В довершение Зацепа отдал приемыша в обучение к Самохину, бывшему трубачу, раненному в грудь. Ранение лишило Самохина любимого занятия: «грудь ослабла» — пояснил он Кольке, но свой инструмент, короткую, до блеска начищенную трубу, он возил в мешке. Ученика Самохин принял с важностью и строго, — бывший трубач в своем искусстве разгильдяйства не терпел. В первый же день он высказался в том смысле, что революция отвергла всю или почти всю прежнюю музыку, создав свою — гимны и походные красноармейские песни. Из прежнего революция оставила лишь самое необходимое — сигналы боевой трубы. Теперь по вечерам, когда кавалеристы заканчивали уборку лошадей, над затихающей деревней вдруг раздавались отрывистые, то шепелявые, то чистые, неожиданно умело взятые полной грудью звуки. Самохин учил по старинной сигнальной грамматике, придуманной поколениями трубачей.

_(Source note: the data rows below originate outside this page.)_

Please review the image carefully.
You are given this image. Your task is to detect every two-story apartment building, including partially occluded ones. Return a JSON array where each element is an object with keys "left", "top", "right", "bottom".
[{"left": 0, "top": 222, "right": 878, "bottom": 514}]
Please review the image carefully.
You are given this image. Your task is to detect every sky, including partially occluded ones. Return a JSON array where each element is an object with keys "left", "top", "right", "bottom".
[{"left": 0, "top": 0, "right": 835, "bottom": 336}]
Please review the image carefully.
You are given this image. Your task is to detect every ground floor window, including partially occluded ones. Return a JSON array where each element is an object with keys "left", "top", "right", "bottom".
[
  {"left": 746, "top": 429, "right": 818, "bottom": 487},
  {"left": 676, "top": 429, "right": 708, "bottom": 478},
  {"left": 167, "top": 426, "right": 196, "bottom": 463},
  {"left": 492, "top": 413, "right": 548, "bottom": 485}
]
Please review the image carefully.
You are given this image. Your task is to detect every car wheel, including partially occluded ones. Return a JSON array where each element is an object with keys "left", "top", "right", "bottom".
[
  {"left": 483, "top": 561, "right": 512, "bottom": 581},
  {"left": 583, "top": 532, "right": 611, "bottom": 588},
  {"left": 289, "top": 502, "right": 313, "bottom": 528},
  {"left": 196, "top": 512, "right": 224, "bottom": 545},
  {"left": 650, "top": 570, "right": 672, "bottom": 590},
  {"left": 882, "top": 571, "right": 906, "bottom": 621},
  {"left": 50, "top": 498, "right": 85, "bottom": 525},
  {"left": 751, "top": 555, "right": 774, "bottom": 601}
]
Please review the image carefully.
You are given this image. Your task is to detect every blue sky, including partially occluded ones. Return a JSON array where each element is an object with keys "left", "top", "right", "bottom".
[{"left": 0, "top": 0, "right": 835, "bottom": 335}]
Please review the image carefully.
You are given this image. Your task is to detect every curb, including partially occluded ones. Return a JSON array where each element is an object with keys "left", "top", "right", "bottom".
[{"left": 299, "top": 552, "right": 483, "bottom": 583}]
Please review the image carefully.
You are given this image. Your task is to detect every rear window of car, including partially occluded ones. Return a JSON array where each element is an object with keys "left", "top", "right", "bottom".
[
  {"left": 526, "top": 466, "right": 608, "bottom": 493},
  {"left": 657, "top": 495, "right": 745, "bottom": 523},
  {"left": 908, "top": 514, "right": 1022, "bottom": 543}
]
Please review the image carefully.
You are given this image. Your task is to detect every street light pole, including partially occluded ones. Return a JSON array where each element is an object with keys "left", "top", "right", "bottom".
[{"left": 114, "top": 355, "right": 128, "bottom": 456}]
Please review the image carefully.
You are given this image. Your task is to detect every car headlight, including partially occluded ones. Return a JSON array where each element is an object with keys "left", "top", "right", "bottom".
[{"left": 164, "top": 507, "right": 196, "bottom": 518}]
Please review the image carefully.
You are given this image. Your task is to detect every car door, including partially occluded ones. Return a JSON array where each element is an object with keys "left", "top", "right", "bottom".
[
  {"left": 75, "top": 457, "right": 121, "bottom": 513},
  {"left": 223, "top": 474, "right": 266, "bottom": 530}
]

Слабой мальчишеской груди было еще не под силу выдувать из боевого инструмента полнозвучные сигналы, но Самохин был настойчив и терпелив, с каждым днем крепли детские губы, легкие, и мало-помалу шепелявое бормотание трубы стало сменяться высокими, предельно очищенными звуками. Тогда у коновязей принимались волноваться отдыхающие лошади, и бойцы, успокоив их криками и оглаживанием, переглядывались:
— Самоха учительствует…
Освоив науку и сноровку трубача, Колька продолжал оставаться в эскадроне вместе со своим приемным дядькой ли, отцом ли. Он горел нетерпением доказать свою полезность в настоящем деле и сожалел, что война, на которую бригада отправилась с зимних квартир в Умани, будет последней, после чего наступит вечный мир и повое, еще невиданное счастье. Так рассуждали, отправляясь в Тамбов, все бойцы; они уезжали и верили, что скоро вернутся и больше уже никогда им не придется обнажать клинки — и без того шашки с трудом укладывались в ножнах, словно объелись и опились плотью и кровью. Ведь сколько было боев!.. Но если другие устали от сражений, то Колька, по существу, войны еще не видел, не испытал. И он один из немногих понимал того же Герасима Петровича Поливанова, у которого «горела душа» быть рядом с младшим сыном в строю эскадрона. Последняя война — и вдруг остаться на покое. Это было так несправедливо! В Моршанске, пораженный коварством комбрига, Колька на горячую голову едва не решился на самовольство, но быстро остыл: тот же Самохин вместе с наукой трубача строго внушил ему суровую заповедь о воинской дисциплине.